Superior Court looks at a spouse’s interest the other’s asset following bankruptcy

Court disagrees with party’s contention that earlier court order considered her secured creditor

Superior Court looks at a spouse’s interest the other’s asset following bankruptcy

The wording and the context of a court order can impact what will happen later during bankruptcy, Feldstein Family Law Group P.C. said recently in a blog post.

The post analyzed Johnston v. Johnston, 2020 ONSC 6515, which the Ontario-based family law firm said explored “a niche issue of what happens to a party’s interest over an asset of another party when the latter party declares bankruptcy.”

In Johnston, the parties, who jointly owned a matrimonial home, separated in May 2017. In November 2017, they sold the matrimonial home and generated net proceeds of around $185,000. In June 2018, Justice John McCarthy of the Ontario Superior Court of Justice ordered that, given the possibility of the dissipation of the respondent’s assets and of the likelihood of a declaration of the respondent’s bankruptcy, the net sale proceeds should be held in an interest-bearing trust account of the parties’ real estate lawyer as security for the spousal support claims of the applicant.

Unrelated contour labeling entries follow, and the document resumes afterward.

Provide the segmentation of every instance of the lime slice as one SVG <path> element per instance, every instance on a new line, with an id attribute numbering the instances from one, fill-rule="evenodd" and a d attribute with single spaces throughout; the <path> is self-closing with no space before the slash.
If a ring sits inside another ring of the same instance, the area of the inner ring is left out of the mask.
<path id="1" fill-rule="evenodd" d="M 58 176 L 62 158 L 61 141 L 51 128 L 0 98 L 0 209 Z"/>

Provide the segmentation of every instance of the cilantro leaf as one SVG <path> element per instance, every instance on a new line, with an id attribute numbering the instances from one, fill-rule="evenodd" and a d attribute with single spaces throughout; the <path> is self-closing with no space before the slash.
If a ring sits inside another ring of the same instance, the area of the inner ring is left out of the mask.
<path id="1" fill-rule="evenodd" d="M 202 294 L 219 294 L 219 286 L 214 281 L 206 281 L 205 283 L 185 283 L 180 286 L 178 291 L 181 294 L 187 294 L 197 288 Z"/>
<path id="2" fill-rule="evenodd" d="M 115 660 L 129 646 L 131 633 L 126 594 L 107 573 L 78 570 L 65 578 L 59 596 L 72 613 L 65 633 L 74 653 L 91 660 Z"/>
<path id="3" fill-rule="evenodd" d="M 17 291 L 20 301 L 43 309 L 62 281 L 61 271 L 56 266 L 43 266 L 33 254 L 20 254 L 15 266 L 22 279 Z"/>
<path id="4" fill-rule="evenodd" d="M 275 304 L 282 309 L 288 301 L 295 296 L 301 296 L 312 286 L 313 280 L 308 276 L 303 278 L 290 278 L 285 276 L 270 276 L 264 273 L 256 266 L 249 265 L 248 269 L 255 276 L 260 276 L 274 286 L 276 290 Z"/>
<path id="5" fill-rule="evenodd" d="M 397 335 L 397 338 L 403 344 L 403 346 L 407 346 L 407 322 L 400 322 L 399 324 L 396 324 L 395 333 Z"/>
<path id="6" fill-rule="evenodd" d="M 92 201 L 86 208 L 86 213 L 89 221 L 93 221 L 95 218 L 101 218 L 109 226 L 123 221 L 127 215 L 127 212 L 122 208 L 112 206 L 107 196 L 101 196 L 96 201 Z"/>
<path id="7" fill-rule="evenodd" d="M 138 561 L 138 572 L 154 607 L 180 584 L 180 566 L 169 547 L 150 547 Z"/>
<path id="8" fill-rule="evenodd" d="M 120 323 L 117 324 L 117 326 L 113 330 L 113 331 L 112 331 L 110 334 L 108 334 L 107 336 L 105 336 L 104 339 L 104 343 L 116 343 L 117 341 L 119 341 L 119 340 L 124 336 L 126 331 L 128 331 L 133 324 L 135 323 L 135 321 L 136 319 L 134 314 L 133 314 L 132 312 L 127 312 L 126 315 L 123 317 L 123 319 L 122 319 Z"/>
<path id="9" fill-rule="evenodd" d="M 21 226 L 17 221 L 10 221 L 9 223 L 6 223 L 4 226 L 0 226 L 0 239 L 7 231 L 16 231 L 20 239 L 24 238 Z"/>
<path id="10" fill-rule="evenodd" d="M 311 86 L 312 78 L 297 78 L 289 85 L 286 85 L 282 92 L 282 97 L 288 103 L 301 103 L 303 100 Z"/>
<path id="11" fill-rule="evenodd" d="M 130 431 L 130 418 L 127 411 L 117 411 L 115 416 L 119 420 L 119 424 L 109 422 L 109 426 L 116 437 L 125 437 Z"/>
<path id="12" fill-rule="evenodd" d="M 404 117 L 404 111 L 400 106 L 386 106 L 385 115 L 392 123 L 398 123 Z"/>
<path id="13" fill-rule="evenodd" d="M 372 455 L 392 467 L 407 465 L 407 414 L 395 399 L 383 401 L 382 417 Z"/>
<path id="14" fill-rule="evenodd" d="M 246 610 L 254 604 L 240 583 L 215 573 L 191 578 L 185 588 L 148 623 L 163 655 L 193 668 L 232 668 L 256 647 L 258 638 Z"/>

On June 3, 2019, with about $170,000 of the net proceeds remaining in the trust account, the respondent made an assignment in bankruptcy and appointed BDO Canada Limited as trustee in bankruptcy of his estate. In July 2019, Justice McCarthy, who was not advised of the bankruptcy, awarded the applicant costs of $25,000 to be paid out of the respondent’s 50 per cent share of the proceeds. The parties’ real estate lawyer therefore paid the applicant this amount.

In the present case, the applicant was asking the court to declare that her interest, pursuant to the June 2018 order, in the respondent’s share of the proceeds was a secured claim that had a priority over the respondent’s trustee in bankruptcy.

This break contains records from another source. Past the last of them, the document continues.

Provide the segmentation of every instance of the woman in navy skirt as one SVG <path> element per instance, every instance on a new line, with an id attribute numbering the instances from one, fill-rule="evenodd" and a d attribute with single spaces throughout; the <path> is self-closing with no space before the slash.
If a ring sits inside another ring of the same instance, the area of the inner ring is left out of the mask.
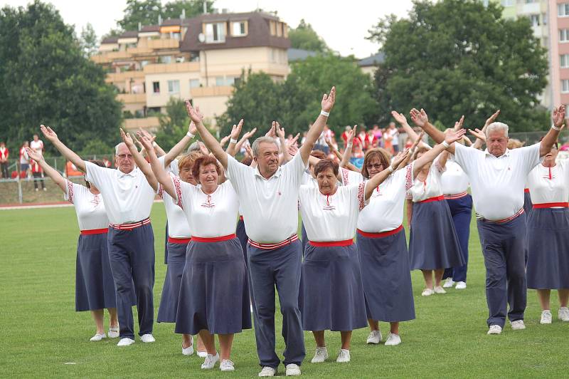
<path id="1" fill-rule="evenodd" d="M 418 149 L 418 159 L 429 151 L 422 146 Z M 425 285 L 421 293 L 423 296 L 446 294 L 440 285 L 445 269 L 464 264 L 450 209 L 442 195 L 441 175 L 446 160 L 446 156 L 440 156 L 434 164 L 423 166 L 408 192 L 410 197 L 407 203 L 411 227 L 410 268 L 422 272 Z"/>
<path id="2" fill-rule="evenodd" d="M 239 201 L 231 183 L 218 185 L 220 169 L 215 158 L 198 158 L 192 175 L 201 187 L 168 175 L 156 157 L 151 142 L 142 138 L 151 166 L 164 190 L 186 214 L 191 231 L 182 274 L 176 332 L 197 334 L 208 355 L 203 369 L 221 359 L 222 371 L 233 371 L 233 336 L 251 328 L 243 252 L 235 236 Z M 220 354 L 216 350 L 218 334 Z"/>
<path id="3" fill-rule="evenodd" d="M 447 140 L 448 143 L 456 140 L 450 135 Z M 435 146 L 388 177 L 373 190 L 369 204 L 360 213 L 357 244 L 371 329 L 368 343 L 381 341 L 381 321 L 390 323 L 385 346 L 398 345 L 399 323 L 415 318 L 409 252 L 403 226 L 405 193 L 421 168 L 444 149 L 442 145 Z M 388 167 L 387 152 L 373 149 L 366 154 L 362 174 L 373 178 Z"/>
<path id="4" fill-rule="evenodd" d="M 48 165 L 43 155 L 27 148 L 28 155 L 37 162 L 65 194 L 65 198 L 73 204 L 81 234 L 77 243 L 75 269 L 75 311 L 90 311 L 97 332 L 90 341 L 99 341 L 107 338 L 104 327 L 103 309 L 107 308 L 110 318 L 108 336 L 119 336 L 117 316 L 116 291 L 112 280 L 107 232 L 109 219 L 105 211 L 99 190 L 87 182 L 87 187 L 65 180 Z M 91 161 L 105 167 L 100 161 Z M 132 294 L 132 305 L 136 303 Z"/>
<path id="5" fill-rule="evenodd" d="M 559 296 L 558 316 L 569 321 L 569 162 L 555 162 L 558 144 L 528 175 L 533 209 L 528 217 L 528 288 L 537 290 L 541 323 L 551 323 L 549 297 Z"/>
<path id="6" fill-rule="evenodd" d="M 394 163 L 397 167 L 405 155 Z M 393 172 L 367 183 L 337 185 L 338 164 L 325 159 L 314 167 L 318 187 L 302 185 L 300 210 L 309 243 L 302 262 L 300 310 L 302 327 L 312 331 L 317 348 L 312 362 L 328 358 L 324 331 L 339 331 L 341 348 L 336 362 L 350 361 L 351 332 L 366 326 L 366 303 L 358 249 L 353 235 L 358 215 L 372 190 Z"/>

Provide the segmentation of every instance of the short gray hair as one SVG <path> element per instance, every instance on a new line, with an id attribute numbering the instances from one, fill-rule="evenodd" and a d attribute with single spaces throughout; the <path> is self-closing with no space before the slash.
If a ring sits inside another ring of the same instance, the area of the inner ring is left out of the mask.
<path id="1" fill-rule="evenodd" d="M 504 132 L 504 136 L 506 137 L 508 137 L 508 129 L 509 127 L 507 124 L 504 124 L 504 123 L 499 123 L 495 122 L 492 123 L 491 124 L 488 125 L 488 128 L 486 128 L 486 137 L 488 138 L 490 135 L 490 132 L 499 132 L 502 131 Z"/>
<path id="2" fill-rule="evenodd" d="M 258 156 L 259 154 L 259 145 L 262 143 L 274 143 L 277 148 L 279 148 L 279 145 L 277 145 L 277 142 L 275 140 L 275 138 L 272 137 L 259 137 L 255 141 L 253 141 L 253 144 L 251 145 L 251 150 L 253 150 L 253 157 Z"/>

Under s. 71 of the Bankruptcy and Insolvency Act, R.S.C. 1985, c. B-3, the respondent’s property, including his share of the proceeds, vested in the trustee by virtue of his assignment in bankruptcy, as of June 3, 2019. Under s. 70(1) of the Act, this assignment in bankruptcy would take precedence except against completely executed judgments or the rights of secured creditors. The issue in this case was whether the applicant was considered a secured creditor as defined by s. 2 of the Act.

Justice McCarthy, writing on behalf of the Ontario Superior Court of Justice, ruled that the applicant was not a secured creditor, as the June 2018 order did not create a security interest in her favour. The respondent’s share of the proceeds vested in the trustee on June 3, 2019, so McCarthy set aside the portion of the July 2019 order which directed that costs of $25,000 be paid to the applicant out of the respondent’s share of the proceeds, and ordered that the trustee would be entitled to $85,000 plus any accrued interest since June 3, 2019, to be paid out of the proceeds held in trust.

McCarthy said that the intention of the court in including the words “security for payment for the Applicant’s spousal support claims” in the June 2018 order was to preserve a pool of money which would be available to assist in satisfying the applicant’s proven spousal support claims. The court did not intend to consider the applicant a secured creditor or to create an exception to the vesting of the property in the trustee.

“It is clear from the context in which the order was made that the court was concerned that the Respondent’s spending habits might lead to a dissipation of his assets which would serve to frustrate the Applicant’s ability to collect any spousal support ordered,” wrote McCarthy. “While the spectre of bankruptcy was mentioned, the court did not stipulate (nor was it asked to stipulate) that the Applicant would stand as a secured creditor for the purposes of the BIA.”

McCarthy added that the applicant could not be considered a secured creditor under the Bankruptcy and Insolvency Act because there was no debt owing or accruing to her, given that her rights to spousal support had not yet been determined. The applicant likewise did not qualify as a creditor as defined in Black’s Law Dictionary.